Tap Into Your Brand’s Strongest Qualities
To outsiders, these scavenger hunts often look like gimmicks. That’s because most outsiders don’t respond to your brand’s traits: they don’t share Aphex Twin’s sense of humor, say, or Nine Inch Nails’ fascination with dystopia. But if you build something that speaks to one of your core qualities, your fans won’t see a gimmick; they’ll see an additional opportunity to engage with that quality.
By that same token, if you’re a country singer, and you hide instructions for free concert tickets in a message written in Sanskrit on the side of a bouncy castle, your fans are probably not going to be quite as excited.
Timing Is Everything
As fun as easter eggs can be, they’re far less exciting if nobody looks for them. Even though they might sound like a great way to build interest in what you’re doing, the fact is that finding these things tends to require some effort. And unless you’re burying $20 bills with your band site’s URL written on them, people aren’t going to go out of their way to look for free music or merch from an artist they don’t know anything about. They can do that by turning on their computer or the radio.
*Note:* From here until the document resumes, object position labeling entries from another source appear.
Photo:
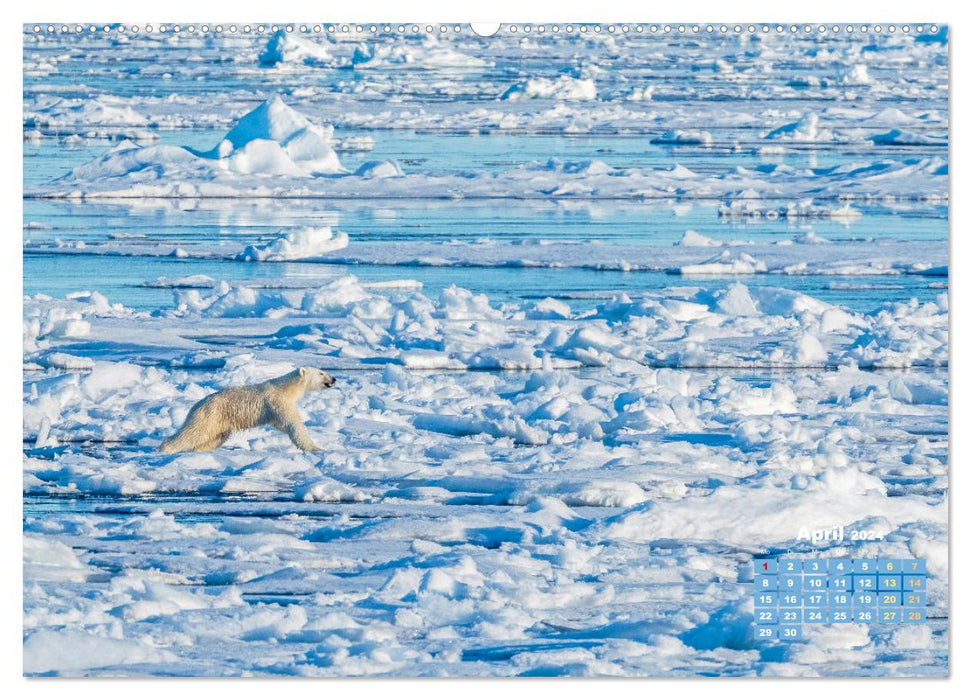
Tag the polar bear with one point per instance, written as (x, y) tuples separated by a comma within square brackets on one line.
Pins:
[(274, 402)]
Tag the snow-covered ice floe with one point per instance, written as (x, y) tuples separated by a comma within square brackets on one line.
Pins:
[(749, 337), (276, 151), (434, 510)]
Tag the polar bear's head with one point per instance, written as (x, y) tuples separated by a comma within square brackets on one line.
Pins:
[(313, 378)]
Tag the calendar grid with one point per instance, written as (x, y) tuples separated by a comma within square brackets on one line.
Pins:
[(790, 593)]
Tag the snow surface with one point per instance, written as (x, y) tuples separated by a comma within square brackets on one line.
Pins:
[(541, 481)]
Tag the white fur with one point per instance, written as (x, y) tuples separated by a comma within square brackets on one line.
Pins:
[(211, 421)]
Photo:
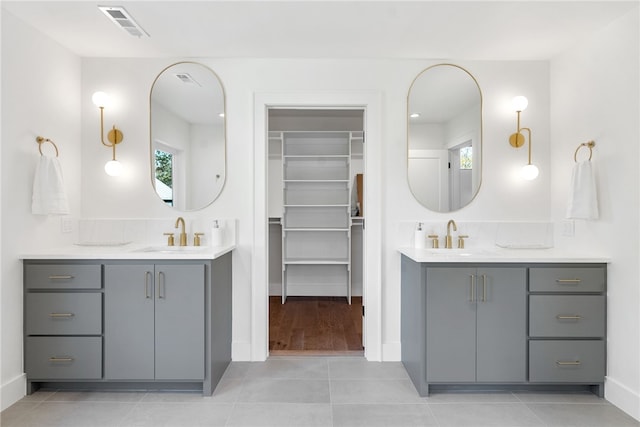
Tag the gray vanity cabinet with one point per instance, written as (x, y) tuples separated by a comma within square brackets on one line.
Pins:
[(154, 321), (62, 321), (475, 328), (506, 325)]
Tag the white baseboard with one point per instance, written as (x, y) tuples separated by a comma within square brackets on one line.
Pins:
[(392, 351), (12, 391), (622, 397), (241, 351)]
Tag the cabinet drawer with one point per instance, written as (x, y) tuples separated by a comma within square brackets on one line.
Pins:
[(567, 361), (567, 316), (62, 276), (567, 279), (63, 314), (63, 357)]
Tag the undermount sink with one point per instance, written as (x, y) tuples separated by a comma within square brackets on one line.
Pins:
[(173, 249)]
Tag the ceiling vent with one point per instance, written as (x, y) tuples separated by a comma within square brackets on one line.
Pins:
[(119, 16), (187, 79)]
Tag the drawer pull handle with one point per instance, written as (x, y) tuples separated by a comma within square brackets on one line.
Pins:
[(569, 363), (574, 317), (60, 359), (147, 294), (61, 315), (472, 288), (484, 288)]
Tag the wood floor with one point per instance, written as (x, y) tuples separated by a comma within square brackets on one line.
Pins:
[(315, 325)]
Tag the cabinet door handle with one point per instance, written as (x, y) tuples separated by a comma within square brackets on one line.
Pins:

Even after you’ve built a fan base, you still have to be prudent about when you use easter eggs. If you’re in the middle of an all-out promotion blitz – newsletter just sent out yesterday, free EP posted online last week, three weeks into a blog and press campaign you’re conducting – leave the eggs in their basket. People are already being given multiple opportunities to engage with you. Save them for later, after you’ve let one wave of buzz die down, or right before you want to try and start one.
Go Crazy, But Not THAT Crazy
If you’re very lucky, you may have a small group of fans that will actually get off their duffs and go looking for something you made. These are your super-fans. These are the people who will do anything for you. They are, after your ability to make music for a living, your greatest privilege.
But that doesn’t mean you can abuse the privilege. If you think your fans in Minneapolis might go looking for the remains of your first guitar, the one that you were still playing before that accident outside the Turf Club broke it into a gajillion pieces, then hide it in Minneapolis. But don’t hide it in a park and tell your fans they have to go find it in January.
Use Them to Strengthen Bonds, Not to Build New Ones
One of the things you’ll notice about the examples listed above is that both the egg and the activity required for finding it tie directly to one of the artist’s strongest characteristics. DJ Shadow’s fans are happy to go digging through crates for an undiscovered gem. Trent Reznor’s fans all live in front of their computers already; what’s one more tab to go looking for some crazy news about Year Zero?
If the strength of your brand is your live show, for example, your egg should involve your live show. It shouldn’t involve a song you never intend to play live, or the merch that your cousin designed for you that nobody seems to want.
Easter eggs aren’t about turning vague interest into excitement. They are about turning enthusiasm into obsession. And if you’re an artist who’s starting to gain some momentum with his fans, some of them may be starting to wonder: What are they hiding?
And once they start asking that question, you have to start thinking about where you should hide it.